No details about the combat were revealed, but Brig.-Gen. Peter Dawe noted to journalists that the incidents had been “sporadic” and had not resulted in any injuries to Canadian soldiers. Then Dawe fell back behind the catch-all cloak of ‘operational security’ when he declined to detail the exact number of incidents and the number of soldiers involved in the combat.
In fact, Dawe went so far as to withhold the number of Special Forces soldiers Canada currently has deployed to the region. When the previous Conservative government first committed personnel to Iraq in October 2014, the number of soldiers was announced as 69 members of the Canadian Special Operations Regiment.
This past spring, when Prime Minister Justin Trudeau ended Canada’s commitment of combat aircraft to the Allied effort in Iraq, he also agreed to boost the number of Special Forces personnel deployed by 200.
Now it seems that Canada has entered a new phase and Canadians are being told even less about what our combat contributions consists of. We have secret soldiers, embarking on secret missions in a hugely complex conflict, but rest assured folks, we are all safer because of it.
Dawe’s superior officer, Lt.-Gen. Stephen Bowes, commander of Canadian Joint Operations Command, was present at the press conference and he warned Canadians not to expect a quick victory over Daesh anytime soon. “Progress can be slow,” warned Bowes, and he predicted it will take many years to defeat Daesh.
At the moment, Daesh is fighting in Iraq and Syria as conventional combat forces. They have heavy weapons and armoured vehicles, and they hold and defend vast tracts of land and urban centres. They are zealots, but they are not exactly first-rate experienced soldiers. Many of them are ideologically driven foreign nut jobs.
Given the success the Americans enjoyed against Saddam Hussein’s much better-equipped army during the 2003 invasion of Iraq, it would take a NATO standard armoured division — backed by the Allies’ overwhelming airpower — less than one week to destroy Daesh forces and reclaim all territory in their self-proclaimed caliphate. So why then, you ask yourself, has Daesh been able to withstand the combined efforts of the U.S.-led coalition since the fall of 2014?
We all know these guys are evildoers, and that is about the only thing that all the various state players and stakeholders agree upon.
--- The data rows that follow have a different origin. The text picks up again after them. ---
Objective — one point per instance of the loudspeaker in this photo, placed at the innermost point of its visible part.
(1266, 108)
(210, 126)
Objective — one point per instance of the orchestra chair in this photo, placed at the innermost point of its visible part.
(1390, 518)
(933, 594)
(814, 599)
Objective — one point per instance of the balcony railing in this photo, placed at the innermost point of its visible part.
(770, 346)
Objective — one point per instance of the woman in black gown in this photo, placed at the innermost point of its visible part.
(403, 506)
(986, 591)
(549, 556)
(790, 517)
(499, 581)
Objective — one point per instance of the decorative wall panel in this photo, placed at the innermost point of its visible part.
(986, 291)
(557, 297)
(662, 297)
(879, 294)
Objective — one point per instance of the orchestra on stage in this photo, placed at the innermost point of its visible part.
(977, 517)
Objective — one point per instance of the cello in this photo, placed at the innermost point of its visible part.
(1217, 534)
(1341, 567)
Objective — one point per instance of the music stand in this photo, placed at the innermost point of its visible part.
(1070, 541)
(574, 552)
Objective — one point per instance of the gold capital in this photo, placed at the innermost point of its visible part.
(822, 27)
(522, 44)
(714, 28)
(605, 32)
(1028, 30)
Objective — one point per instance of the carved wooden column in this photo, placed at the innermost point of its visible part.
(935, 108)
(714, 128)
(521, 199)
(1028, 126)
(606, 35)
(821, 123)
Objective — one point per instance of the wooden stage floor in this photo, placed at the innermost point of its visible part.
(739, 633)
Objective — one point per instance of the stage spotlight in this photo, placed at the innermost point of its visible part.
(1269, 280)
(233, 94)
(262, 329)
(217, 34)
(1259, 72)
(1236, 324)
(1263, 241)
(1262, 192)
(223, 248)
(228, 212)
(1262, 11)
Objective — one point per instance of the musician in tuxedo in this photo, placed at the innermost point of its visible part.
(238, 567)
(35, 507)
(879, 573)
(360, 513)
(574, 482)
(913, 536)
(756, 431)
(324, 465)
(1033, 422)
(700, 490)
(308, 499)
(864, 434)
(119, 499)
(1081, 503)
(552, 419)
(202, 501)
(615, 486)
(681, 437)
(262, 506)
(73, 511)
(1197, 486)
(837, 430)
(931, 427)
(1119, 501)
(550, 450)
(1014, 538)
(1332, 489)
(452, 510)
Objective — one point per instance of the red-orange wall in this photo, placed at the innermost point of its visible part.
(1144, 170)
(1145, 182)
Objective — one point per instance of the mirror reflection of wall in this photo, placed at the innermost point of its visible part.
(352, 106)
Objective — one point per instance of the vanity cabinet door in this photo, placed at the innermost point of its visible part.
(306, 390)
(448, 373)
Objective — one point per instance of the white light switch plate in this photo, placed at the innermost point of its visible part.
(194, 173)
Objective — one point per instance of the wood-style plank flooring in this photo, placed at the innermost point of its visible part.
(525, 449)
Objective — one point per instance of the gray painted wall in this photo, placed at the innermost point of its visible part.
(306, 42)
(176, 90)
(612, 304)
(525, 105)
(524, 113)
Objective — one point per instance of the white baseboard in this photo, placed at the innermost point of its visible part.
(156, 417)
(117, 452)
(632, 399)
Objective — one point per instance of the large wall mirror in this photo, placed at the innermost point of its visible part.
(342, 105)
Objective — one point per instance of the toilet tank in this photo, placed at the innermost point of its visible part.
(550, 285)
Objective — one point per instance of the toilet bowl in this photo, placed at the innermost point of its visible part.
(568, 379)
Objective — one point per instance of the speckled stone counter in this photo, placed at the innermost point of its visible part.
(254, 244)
Despite all the silly name-calling by Western pundits, and the fact that Daesh has committed some terrifying atrocities within their territory, the truth is that in Syria and Iraq they are not fighting as terrorists. They are identifiable as combatants operating within a defined boundary.
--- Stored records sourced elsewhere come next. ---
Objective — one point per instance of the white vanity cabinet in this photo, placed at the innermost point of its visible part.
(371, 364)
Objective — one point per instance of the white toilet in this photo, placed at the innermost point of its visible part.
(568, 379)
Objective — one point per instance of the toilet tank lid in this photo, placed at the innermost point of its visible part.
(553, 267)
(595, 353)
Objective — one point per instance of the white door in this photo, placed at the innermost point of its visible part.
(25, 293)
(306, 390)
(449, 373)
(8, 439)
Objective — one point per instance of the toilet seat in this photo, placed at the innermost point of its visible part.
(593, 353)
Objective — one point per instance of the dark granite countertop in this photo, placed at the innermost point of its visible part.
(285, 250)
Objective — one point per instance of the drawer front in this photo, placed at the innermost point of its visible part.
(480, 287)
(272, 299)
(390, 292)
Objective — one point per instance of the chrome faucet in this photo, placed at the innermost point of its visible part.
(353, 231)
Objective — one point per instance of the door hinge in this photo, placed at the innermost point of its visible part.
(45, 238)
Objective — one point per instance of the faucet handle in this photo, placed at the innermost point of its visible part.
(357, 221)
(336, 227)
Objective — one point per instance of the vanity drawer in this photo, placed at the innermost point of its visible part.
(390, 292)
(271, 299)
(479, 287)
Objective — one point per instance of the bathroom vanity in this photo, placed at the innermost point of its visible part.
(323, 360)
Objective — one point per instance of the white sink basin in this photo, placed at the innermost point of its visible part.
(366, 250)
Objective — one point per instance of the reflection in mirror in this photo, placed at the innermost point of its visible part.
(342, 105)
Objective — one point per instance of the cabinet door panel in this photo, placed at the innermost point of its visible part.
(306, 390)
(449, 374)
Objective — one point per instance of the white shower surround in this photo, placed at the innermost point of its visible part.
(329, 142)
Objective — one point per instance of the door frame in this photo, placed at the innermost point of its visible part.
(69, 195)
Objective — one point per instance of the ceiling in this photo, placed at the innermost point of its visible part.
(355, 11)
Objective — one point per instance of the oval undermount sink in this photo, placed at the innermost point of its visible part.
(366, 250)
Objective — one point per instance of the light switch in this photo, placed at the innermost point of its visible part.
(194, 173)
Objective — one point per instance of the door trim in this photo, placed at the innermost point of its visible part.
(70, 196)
Therein lies the rub as to why the U.S.-led coalition is in no real rush to capture Daesh’s caliphate.
A hornet’s nest presents a nuisance. But if you whack and smash that hornet’s nest you are going to have a much bigger problem. For the U.S.-backed coalition forces to break the back of Daesh’s conventional forces will simply force all of those ideologically motivated zealots to resort to actual acts of revenge terrorism.
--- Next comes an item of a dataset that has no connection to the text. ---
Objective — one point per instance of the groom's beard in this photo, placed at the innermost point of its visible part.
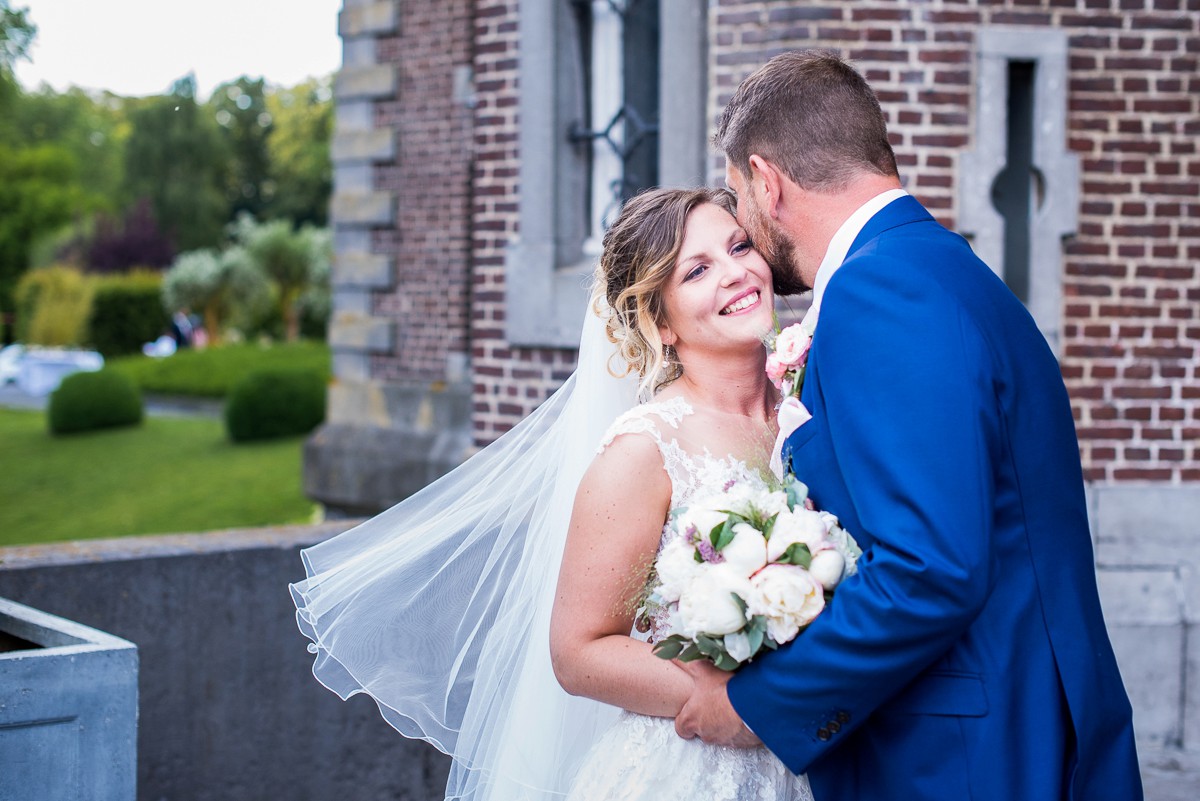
(778, 250)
Given the instability and lack of security throughout the region — not to mention the various ultimate end goals that each of the various coalition factions seek — there is no way that victory over Daesh will result in the death or capture of all its volunteers. And whichever troops are saddled with occupying the recaptured caliphate territory will no doubt suffer a deadly campaign of actual terror attacks. Not to mention the other Daesh jihadists who will seek vengeance further afield.
The reason that Daesh has not been defeated before now is for the simple reason that the status quo is a less dangerous reality.